Megan Thee Stallion is performing her first live virtual concert of quarantine this Saturday, August 29. But if fans want to party with the “hot girl,” they’ll have to pony up $15. Thanks to coronavirus, which made in-person performances a health hazard, ticketed virtual concerts have become the new normal. The concept of charging for livestreams also offers a lifeline to the devastated live music industry.
Meg isn’t the only major artist with a virtual concert this week: Lil Uzi Vert is performing live on Thursday, August 27. Tickets are similarly $15. And honestly, the price of entry seems worth it. It’s something different to watch on yet another Saturday night at home, rather than scrolling through Netflix for the zillionth time. And it’s still cheaper than renting Mulan.
Plus, selling tickets to virtual shows is a smart move for the beleaguered live music industry, which hasn’t been able to operate since March. Live Nation Entertainment reported a staggering 98% drop in revenue in its second quarter compared to the same quarter in 2019. The ticketing and concert promotion behemoth has experimented with concepts like drive-in concerts, but they can’t match the windfall of a traditional stadium show.

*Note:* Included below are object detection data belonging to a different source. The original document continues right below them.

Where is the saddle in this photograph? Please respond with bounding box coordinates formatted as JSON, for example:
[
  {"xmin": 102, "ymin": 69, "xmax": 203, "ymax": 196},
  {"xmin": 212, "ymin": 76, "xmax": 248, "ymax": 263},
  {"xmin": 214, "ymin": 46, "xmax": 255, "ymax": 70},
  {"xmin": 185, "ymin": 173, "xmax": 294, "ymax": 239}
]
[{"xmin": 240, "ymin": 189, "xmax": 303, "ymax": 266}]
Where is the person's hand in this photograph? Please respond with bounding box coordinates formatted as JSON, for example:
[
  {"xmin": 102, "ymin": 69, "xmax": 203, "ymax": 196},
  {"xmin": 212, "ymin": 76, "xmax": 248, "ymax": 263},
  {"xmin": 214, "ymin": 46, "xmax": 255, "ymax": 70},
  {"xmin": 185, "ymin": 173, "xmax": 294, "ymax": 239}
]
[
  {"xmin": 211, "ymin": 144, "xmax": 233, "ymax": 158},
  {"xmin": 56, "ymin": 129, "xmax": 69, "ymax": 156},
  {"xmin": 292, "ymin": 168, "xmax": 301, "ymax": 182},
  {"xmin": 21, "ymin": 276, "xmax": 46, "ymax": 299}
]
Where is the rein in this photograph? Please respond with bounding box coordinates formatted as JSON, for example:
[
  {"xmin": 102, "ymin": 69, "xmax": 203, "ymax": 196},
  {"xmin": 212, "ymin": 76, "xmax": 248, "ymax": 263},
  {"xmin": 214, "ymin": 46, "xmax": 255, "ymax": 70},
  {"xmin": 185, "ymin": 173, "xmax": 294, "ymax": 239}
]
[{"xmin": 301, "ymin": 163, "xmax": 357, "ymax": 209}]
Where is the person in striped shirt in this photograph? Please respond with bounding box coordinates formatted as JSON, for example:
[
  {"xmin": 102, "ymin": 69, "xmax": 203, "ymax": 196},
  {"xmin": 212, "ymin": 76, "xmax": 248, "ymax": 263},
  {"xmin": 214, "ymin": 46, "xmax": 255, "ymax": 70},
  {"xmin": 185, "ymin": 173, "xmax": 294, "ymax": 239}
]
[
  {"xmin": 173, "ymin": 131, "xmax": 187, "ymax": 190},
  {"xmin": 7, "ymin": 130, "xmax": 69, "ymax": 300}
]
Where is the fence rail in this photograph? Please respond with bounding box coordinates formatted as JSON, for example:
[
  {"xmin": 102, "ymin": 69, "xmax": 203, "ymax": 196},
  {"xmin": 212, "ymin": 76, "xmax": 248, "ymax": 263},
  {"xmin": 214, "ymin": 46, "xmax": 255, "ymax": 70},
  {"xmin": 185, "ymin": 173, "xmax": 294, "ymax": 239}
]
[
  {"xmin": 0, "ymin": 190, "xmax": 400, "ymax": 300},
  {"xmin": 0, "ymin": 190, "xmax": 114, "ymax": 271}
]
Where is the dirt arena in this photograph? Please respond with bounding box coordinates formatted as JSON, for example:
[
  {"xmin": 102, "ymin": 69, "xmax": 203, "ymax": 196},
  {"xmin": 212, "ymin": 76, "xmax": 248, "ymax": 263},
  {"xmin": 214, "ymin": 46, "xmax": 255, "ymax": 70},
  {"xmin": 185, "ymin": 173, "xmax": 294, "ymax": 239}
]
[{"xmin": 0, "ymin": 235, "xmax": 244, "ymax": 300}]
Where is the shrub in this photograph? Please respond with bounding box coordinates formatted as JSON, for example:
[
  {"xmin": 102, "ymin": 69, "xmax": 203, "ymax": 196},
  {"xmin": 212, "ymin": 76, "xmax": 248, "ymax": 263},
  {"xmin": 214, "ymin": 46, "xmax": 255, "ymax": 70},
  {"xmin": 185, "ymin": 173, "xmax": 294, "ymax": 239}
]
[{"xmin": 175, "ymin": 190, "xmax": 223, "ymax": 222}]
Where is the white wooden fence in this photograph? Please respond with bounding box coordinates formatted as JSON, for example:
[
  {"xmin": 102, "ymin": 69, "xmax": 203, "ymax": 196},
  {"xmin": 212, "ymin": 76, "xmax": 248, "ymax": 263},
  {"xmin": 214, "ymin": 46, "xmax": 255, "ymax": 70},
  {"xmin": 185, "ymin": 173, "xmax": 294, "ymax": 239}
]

Ari Evans, CEO of video-streaming company Maestro, explained the sudden embrace of virtual concerts this way to Rolling Stone recently:
“The music industry has looked at livestreaming as mostly a marketing play, and maybe they’ve been afraid to see the reality of people being willing to open their wallets and pay for these kinds of events. Because COVID happened, it accelerated. The productions being made aren’t fundamentally different than before. The willingness to pay has always been there. Now, because of the dire nature of needing revenue, the labels and the artists are willing to try it out.”
Need more proof that livestreamed concerts are here to stay? K-Pop superstar group BTS performed a massively successful ticketed virtual show in June. The stream drew 756,600 viewers, who each paid $35 (or $26 for members of the BTS Army fandom), meaning the band raked in between $19 million and $26 million in ticket sales. Wowza. If Megan Thee Stallion can draw a fraction of that fandom on Saturday, things could be looking slightly up for Live Nation.